A Canadian team of scientists is leading a project to drill for a form of natural gas that may represent more than twice the amount of energy found in all other remaining hydrocarbon sources.
Scott Dallimore of the Geological Survey of Canada presented the latest developments of a drilling project to investigate the potential of Gas Hydrates to Members of the House of Commons and press in Ottawa at a “Bacon & Eggheads” breakfast session on February 12.
Gas Hydrates are a solid form of natural gas found at cold temperature and high pressure beneath permafrost and on coastal seafloors. Worldwide they represent a huge reservoir of natural gas that may ultimately yield important sources of energy for the world — more energy collectively than natural gas, coal, oil and oil sands.
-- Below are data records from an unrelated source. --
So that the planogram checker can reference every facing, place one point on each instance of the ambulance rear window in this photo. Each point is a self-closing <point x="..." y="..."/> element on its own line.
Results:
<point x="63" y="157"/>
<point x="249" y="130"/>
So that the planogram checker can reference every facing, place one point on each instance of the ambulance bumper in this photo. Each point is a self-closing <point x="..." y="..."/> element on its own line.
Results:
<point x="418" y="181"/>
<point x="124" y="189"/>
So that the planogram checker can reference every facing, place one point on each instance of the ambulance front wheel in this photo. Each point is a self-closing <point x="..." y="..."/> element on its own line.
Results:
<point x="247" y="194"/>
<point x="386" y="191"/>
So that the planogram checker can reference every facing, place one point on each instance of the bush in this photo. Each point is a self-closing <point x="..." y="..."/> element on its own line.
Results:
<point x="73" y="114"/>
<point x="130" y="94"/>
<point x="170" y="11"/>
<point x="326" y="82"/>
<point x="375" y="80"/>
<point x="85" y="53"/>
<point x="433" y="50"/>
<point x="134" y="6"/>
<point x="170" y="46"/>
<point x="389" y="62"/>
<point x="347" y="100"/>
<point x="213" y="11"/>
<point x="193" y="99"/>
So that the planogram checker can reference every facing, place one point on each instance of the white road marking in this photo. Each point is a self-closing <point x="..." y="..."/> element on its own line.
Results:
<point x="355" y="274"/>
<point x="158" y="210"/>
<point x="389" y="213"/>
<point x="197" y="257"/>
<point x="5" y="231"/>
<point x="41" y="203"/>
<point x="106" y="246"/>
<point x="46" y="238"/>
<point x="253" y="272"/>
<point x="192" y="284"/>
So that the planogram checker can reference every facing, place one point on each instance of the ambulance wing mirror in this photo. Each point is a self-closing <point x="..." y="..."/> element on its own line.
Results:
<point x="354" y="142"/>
However, much scientific and engineering research needs to be done to make production feasible — hence the $30 million Mallik well drilling project that has been experimenting with production on an Arctic field in the Mackenzie Delta of the Northwest Territories. Begun in 1998, the project involves 150 scientists from seven countries, including Japan, Germany, India and the U.S. Canadian companies involved are BP Canada energy, Chevron Canada Resources and Burlington Resources.
Studies have revealed at least 10 discrete gas hydrate layers at the Mallik field. The layers are more than 110 metres thick and at 1,106 metres depth. The saturate values sometimes exceed 80% of the pore volume, making this one of the most concentrated gas hydrate reservoirs in the world.
In addition to exploring the practical use of natural gas hydrates as an energy source, scientists are interested in their greenhouse gas effects. There is mounting evidence that the hydrates have had a significant role in increasing the pace of past global climate change through the release of methane. Methane is 21 times more active than carbon dioxide as a greenhouse gas, so international interest in the project is at an all-time high.
After drilling was completed in 2002, a wide ranging science and engineering research program has begun, with the objectives of (a) assessing the properties and production possibilities of gas hydrates, and (b) assessing their stability given current warming trends.